Quante sono le piante presenti sulle Alpi ma estranee alla regione? Quali animali sono stati introdotti deliberatamente o accidentalmente nel Danubio? In quale misura rappresenteranno una minaccia per le specie locali?

EASIN, la rete europea per le informazioni sulle specie estranee inaugurata dal Centro comune di ricerca (CCR), il servizio scientifico interno della Commissione europea, compie un primo passo per rispondere a questi e altri interrogativi in merito alle 16 000 specie estranee rilevate attualmente in Europa. La rete informativa, la prima nel suo genere in Europa, rappresenta una tappa importante per affrontare i rischi derivanti dalle specie estranee divenute invasive. Tali specie rappresentano una grave minaccia per la biodiversità e per le risorse naturali, con un impatto economico stimato attorno ai 12 miliardi di euro l’anno.

Le specie estranee, ovvero gli organismi non autoctoni che si stabiliscono in nuove condizioni ambientali, sono in aumento in tutto il mondo. La maggior parte di esse non comporta rischi significativi per il nuovo ambiente, tuttavia alcune si adattano talmente bene a esso da diventare invasive, passando da semplici curiosità biologiche a vere e proprie minacce per gli ecosistemi, per le colture e per il patrimonio zootecnico locali, compromettendo il benessere ambientale e sociale. Le specie estranee invasive rappresentano la seconda causa principale della perdita di biodiversità dopo l’alterazione dell’habitat.

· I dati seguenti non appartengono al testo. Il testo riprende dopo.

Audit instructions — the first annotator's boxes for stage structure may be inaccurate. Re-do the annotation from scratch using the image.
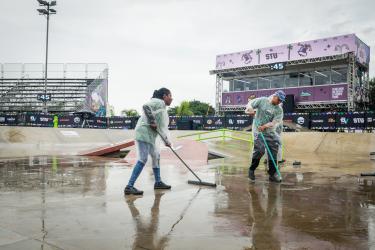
[0,63,108,116]
[210,34,370,113]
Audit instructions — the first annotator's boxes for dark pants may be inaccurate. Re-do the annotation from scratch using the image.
[250,133,280,176]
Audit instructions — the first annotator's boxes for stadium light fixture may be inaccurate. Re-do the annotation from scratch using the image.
[38,9,48,15]
[37,0,57,113]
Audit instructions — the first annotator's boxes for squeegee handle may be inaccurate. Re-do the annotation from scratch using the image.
[156,130,202,182]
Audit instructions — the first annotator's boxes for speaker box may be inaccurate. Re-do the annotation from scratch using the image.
[283,95,295,113]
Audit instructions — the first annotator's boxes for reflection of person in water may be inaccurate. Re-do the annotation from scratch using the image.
[249,185,281,249]
[126,193,169,249]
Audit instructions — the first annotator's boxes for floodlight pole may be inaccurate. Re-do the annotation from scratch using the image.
[43,3,49,114]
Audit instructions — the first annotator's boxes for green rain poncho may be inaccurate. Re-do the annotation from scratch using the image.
[135,98,169,149]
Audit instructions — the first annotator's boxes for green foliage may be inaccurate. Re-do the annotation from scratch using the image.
[189,100,215,115]
[121,109,139,117]
[176,101,194,116]
[168,100,215,116]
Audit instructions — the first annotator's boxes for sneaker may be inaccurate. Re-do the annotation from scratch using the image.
[124,186,143,195]
[268,174,281,183]
[249,170,255,181]
[154,181,171,189]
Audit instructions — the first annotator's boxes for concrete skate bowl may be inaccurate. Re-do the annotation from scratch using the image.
[0,126,134,157]
[283,132,375,156]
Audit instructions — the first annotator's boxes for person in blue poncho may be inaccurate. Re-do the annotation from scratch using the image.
[124,88,173,195]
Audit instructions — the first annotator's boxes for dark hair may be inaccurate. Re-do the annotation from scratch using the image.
[152,88,171,100]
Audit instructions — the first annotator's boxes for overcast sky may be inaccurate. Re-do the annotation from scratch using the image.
[0,0,375,113]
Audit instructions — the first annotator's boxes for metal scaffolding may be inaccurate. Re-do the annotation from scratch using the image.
[210,52,369,114]
[0,63,108,113]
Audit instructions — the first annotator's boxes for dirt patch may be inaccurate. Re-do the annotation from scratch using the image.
[5,128,25,142]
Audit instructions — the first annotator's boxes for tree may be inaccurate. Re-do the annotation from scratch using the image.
[176,101,194,116]
[168,106,178,115]
[369,77,375,110]
[189,100,215,115]
[168,100,215,115]
[121,109,139,117]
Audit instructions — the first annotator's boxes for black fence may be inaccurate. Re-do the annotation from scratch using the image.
[0,111,375,131]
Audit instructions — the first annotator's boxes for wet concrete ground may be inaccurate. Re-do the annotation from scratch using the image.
[0,142,375,249]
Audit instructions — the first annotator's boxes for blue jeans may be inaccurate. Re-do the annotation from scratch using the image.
[127,141,161,187]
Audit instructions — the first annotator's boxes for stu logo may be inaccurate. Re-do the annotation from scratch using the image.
[298,43,312,57]
[266,53,277,60]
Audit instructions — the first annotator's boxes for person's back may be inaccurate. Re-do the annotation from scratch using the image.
[124,88,173,195]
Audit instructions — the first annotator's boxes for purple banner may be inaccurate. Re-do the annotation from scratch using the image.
[221,84,348,106]
[216,34,370,69]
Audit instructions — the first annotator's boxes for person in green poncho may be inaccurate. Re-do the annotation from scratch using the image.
[245,90,285,182]
[124,88,173,195]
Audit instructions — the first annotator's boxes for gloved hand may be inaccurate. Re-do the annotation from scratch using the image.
[150,123,158,130]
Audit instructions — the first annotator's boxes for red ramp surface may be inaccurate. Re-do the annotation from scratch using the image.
[78,140,134,156]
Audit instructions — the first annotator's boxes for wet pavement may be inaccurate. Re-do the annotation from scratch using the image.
[0,145,375,249]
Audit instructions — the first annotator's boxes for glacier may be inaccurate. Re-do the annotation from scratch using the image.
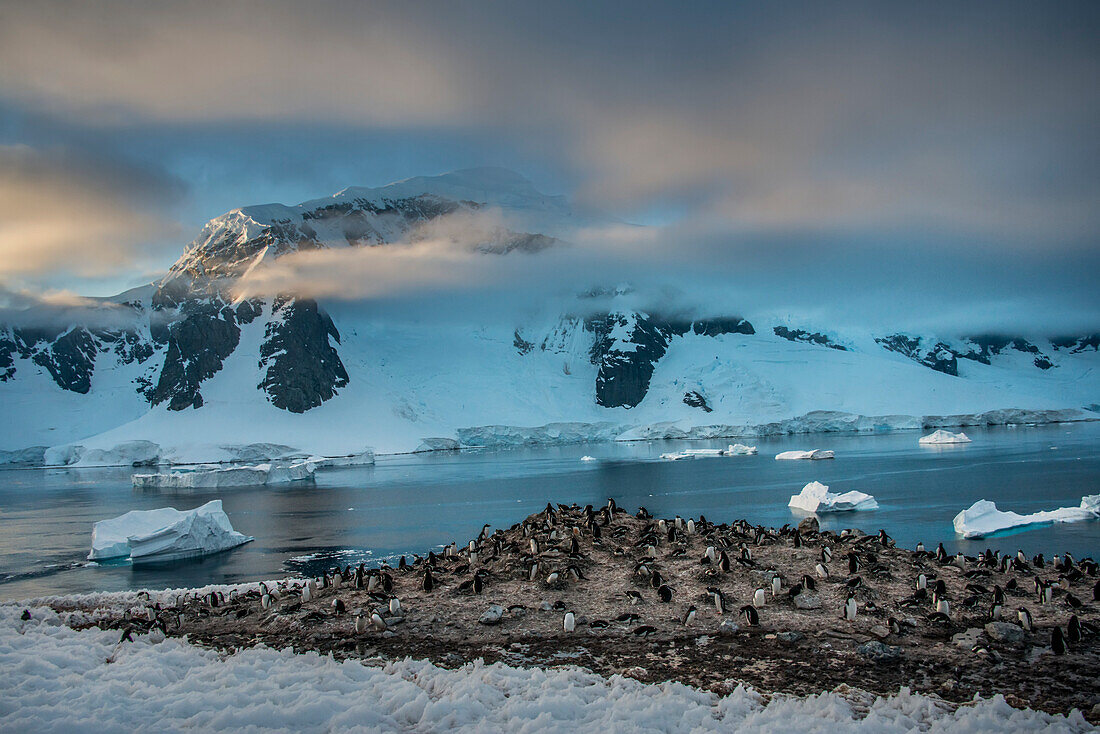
[952,494,1100,538]
[787,482,879,513]
[88,500,254,563]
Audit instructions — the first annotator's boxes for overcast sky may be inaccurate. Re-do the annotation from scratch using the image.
[0,0,1100,329]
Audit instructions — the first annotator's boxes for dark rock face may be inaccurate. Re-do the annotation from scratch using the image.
[875,333,959,377]
[585,311,756,408]
[684,390,714,413]
[145,299,241,410]
[772,326,848,352]
[260,299,348,413]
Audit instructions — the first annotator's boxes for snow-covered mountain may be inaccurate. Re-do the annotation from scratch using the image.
[0,169,1100,461]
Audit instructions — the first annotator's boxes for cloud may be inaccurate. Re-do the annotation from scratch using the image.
[0,145,182,280]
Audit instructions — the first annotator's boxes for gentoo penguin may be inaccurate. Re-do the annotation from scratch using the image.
[1051,627,1066,655]
[1016,606,1033,632]
[844,594,856,622]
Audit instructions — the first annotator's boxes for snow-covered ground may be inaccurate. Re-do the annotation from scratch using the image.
[0,605,1091,734]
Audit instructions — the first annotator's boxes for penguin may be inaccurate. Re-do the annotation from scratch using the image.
[1016,606,1034,632]
[1051,627,1066,655]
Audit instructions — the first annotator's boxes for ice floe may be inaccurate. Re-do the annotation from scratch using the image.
[787,482,879,513]
[131,456,319,490]
[88,500,254,563]
[953,494,1100,538]
[0,605,1091,734]
[776,449,836,461]
[917,429,970,446]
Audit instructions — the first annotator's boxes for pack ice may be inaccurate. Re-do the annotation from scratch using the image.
[131,454,319,490]
[787,482,879,513]
[917,429,970,446]
[953,494,1100,538]
[88,500,255,563]
[776,449,836,461]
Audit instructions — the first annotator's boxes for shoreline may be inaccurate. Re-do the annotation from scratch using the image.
[4,506,1100,723]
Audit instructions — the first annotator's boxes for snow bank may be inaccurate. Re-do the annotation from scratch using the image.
[787,482,879,513]
[131,456,319,490]
[0,605,1091,734]
[917,429,970,446]
[88,500,253,563]
[952,494,1100,538]
[776,449,836,461]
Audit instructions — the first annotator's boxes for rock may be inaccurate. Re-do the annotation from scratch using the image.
[718,620,741,635]
[799,517,822,535]
[856,639,901,662]
[794,591,822,610]
[477,604,504,625]
[986,622,1027,645]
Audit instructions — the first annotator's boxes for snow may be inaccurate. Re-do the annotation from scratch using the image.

EASIN semplifica la mappatura e la classificazione di tali specie, indicizzando i dati contenuti in oltre 40 banche dati online. Mediante funzionalità web aggiornate in modo dinamico, gli utenti possono visualizzare e localizzare la distribuzione delle specie estranee in Europa e selezionarle utilizzando criteri che spaziano dall’ambiente in cui esse sono individuate (terrestre, marino o d’acqua dolce), alla classificazione biologica e al loro percorso di introduzione. Il fulcro di EASIN è un catalogo che contiene attualmente oltre 16 000 specie.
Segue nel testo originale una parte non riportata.